Wird ein Provisorium fest einzementiert, kann seine Entfernung nach GOZ-Nr. 2290 berechnet werden. Muss ein Provisorium in einer anderen Praxis wiedereingegliedert werden, kann die Wiedereingliederung analog berechnet werden. Beim Kassenpatienten wird für diese Leistung eine Bema-Rechnung erstellt. Die Entfernung eines in einer anderen Praxis hergestellten Provisoriums kann auch nach GOZ-Nr. 2290 berechnet werden. Beim Kassenpatienten ist die Berechnung der Bema-Nr. 23 (Ekr) für diese Leistung nicht möglich.

 

Zur Bema-Nr. 19 können Sie zusätzlich zu den Modellen und Abformmaterialien Ihren selbst kalkulierten Preis für die Herstellung der provisorischen Krone oder das provisorische Brückenglied berechnen.

 

PRAXISHINWEIS | Machen Sie sich einmalig die Mühe, den Verbrauch des Materials für eine Krone und ein Brückenglied auszuwiegen, und errechnen Sie so Ihren praxisindividuellen Preis.

 

Das Formteil dürfen Sie für provisorische Brücken und bei drei oder mehr Kronen nach BEL-II-Nr. 0320 je Kieferhälfte und Frontzahnbereich berechnen. Ansonsten wird das Formteil nach BEB-Nr. 1404 je Kieferhälfte und Frontzahnbereich berechnet. Das Aufstellen eines fehlenden Zahns für die Herstellung eines Formteils kann nach BEB-Nr. 1411 zuzüglich Material zusätzlich zur BEB-Nr. 1404 je aufgestelltem Zahn berechnet werden.

 

FAZIT | Legen Sie in Ihrer Praxis großen Wert auf komfortable, ästhetisch ansprechende und parodontalhygienisch einwandfreie Provisorien.

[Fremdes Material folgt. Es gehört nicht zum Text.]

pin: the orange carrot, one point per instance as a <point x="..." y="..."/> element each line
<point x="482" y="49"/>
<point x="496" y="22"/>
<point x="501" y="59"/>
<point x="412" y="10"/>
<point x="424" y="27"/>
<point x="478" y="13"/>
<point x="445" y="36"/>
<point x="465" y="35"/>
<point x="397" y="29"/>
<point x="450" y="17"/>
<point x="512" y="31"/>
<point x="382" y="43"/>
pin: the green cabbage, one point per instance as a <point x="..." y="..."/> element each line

Provisorien ständig reparieren oder erneuern zu müssen, stört den täglichen Praxisablauf und ist auch für Ihre Patienten lästig und unbequem. Auch aus betriebswirtschaftlicher Sicht ist die Wiederherstellung oder die Neuanfertigung eines Provisoriums nicht sinnvoll. Durch eine sorgfältige Herstellung und Ausarbeitung sparen Sie viel Zeit und Praxiskosten. Außerdem haben Sie zufriedene Patienten.